Note: Each node must have PowerShell v5 installed for this to work. This is because I've chosen to use the DscLocalConfigurationManager keyword which is only available in version 5.
I'll now deploy these LCM configurations in parallel to all of my nodes using jobs. Set-DscLocalConfigurationManager does try to apply configurations in parallel, but I've found that it sometimes gets hung up on one or more nodes and keeps them all from executing. To prevent that, I'll use PowerShell jobs.
@($computers).foreach({
Start-Job –Name $_ -ScriptBlock {Set-DscLocalConfigurationManager –Path C:\LCMConfig –ComputerName $_ -Verbose }
})
This will immediately create jobs for each node.
Now you simply need to wait for all the jobs to complete. A while loop will accomplish this.
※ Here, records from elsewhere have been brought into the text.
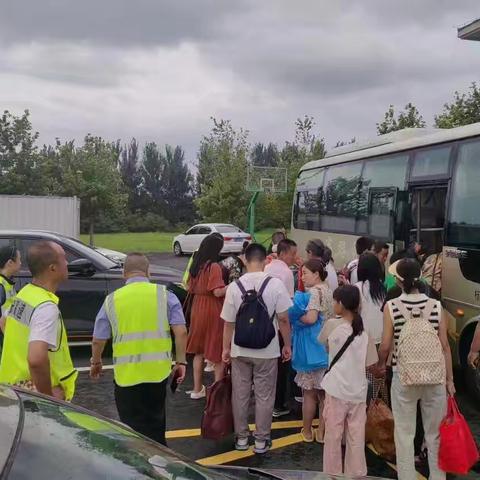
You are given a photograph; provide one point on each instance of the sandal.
(305, 439)
(319, 439)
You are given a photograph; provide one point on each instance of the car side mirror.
(81, 266)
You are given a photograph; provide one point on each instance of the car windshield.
(62, 441)
(227, 229)
(90, 253)
(9, 420)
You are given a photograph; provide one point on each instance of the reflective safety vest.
(142, 345)
(186, 273)
(14, 363)
(10, 292)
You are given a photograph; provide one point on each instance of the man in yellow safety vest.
(35, 350)
(10, 264)
(138, 318)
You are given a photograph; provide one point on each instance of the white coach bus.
(410, 185)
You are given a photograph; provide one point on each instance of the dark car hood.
(242, 473)
(158, 274)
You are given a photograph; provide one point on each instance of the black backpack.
(253, 325)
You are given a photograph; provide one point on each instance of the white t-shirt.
(332, 278)
(352, 268)
(371, 312)
(347, 379)
(44, 324)
(279, 269)
(276, 299)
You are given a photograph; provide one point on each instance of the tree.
(177, 184)
(153, 165)
(409, 118)
(222, 174)
(262, 156)
(129, 170)
(90, 172)
(275, 210)
(464, 110)
(18, 155)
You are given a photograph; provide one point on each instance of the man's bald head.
(41, 256)
(136, 263)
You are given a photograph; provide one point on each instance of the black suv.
(92, 276)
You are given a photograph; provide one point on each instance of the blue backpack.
(254, 327)
(307, 353)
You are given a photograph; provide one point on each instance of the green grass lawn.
(150, 242)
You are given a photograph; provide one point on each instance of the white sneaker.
(241, 444)
(262, 446)
(198, 395)
(209, 367)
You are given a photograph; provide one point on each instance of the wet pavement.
(184, 416)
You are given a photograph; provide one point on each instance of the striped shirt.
(410, 301)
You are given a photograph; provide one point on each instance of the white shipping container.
(54, 214)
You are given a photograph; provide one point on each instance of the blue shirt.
(103, 330)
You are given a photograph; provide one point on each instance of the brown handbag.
(217, 420)
(379, 428)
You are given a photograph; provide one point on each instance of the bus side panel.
(342, 244)
(461, 298)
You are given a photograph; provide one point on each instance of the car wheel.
(177, 249)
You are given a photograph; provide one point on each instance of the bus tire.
(471, 375)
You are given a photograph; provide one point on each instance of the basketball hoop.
(266, 179)
(269, 180)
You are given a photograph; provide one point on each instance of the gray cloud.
(121, 23)
(158, 70)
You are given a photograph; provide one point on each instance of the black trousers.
(142, 407)
(286, 386)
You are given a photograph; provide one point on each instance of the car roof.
(43, 233)
(215, 225)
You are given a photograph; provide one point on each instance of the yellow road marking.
(392, 465)
(195, 432)
(233, 455)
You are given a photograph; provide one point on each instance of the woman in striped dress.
(432, 396)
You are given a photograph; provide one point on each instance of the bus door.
(427, 215)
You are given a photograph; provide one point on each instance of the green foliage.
(409, 118)
(222, 174)
(464, 110)
(177, 187)
(18, 153)
(128, 165)
(90, 172)
(275, 210)
(263, 156)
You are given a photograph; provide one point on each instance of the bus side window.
(381, 212)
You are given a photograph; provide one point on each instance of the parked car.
(117, 257)
(189, 241)
(92, 277)
(45, 438)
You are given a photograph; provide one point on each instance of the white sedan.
(189, 241)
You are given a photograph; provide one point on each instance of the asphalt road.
(184, 416)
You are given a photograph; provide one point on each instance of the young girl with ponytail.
(345, 384)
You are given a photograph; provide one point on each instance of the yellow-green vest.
(9, 293)
(186, 273)
(142, 345)
(14, 363)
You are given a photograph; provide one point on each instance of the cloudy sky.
(158, 70)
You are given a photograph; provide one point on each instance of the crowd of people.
(337, 337)
(291, 329)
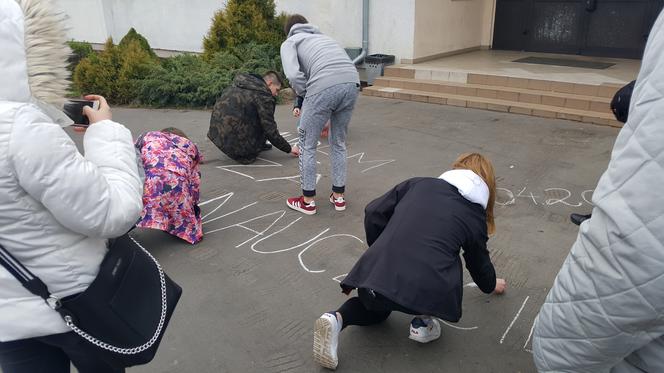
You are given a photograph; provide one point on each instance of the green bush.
(79, 50)
(112, 72)
(132, 35)
(192, 81)
(242, 22)
(130, 73)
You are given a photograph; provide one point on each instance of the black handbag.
(125, 310)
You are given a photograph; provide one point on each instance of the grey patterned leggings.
(336, 104)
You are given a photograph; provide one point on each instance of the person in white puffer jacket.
(605, 311)
(57, 206)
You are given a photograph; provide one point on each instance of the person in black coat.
(620, 108)
(415, 233)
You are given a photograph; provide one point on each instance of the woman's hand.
(102, 113)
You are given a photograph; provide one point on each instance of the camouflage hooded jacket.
(243, 118)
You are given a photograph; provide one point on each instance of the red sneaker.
(298, 204)
(339, 202)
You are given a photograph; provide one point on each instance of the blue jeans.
(52, 354)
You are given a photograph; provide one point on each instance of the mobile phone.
(74, 110)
While (Get-Job –Name $computers | where {$_.State –ne 'Completed'}) {
Start-Sleep –Seconds 1
Write-Host 'Still waiting for LCM configs to finish up…'
}
This will wait until all nodes have finished. As soon as that's done, you can dive into each job and confirm success.
There are many different ways to set the LCM configuration for many nodes other than the example I chose here. You can also look into using foreach parallelization with workflows, parallel runspaces or even using Invoke-Command –AsJob. If you don't like this method, play around with other methods and use whichever one works best for you.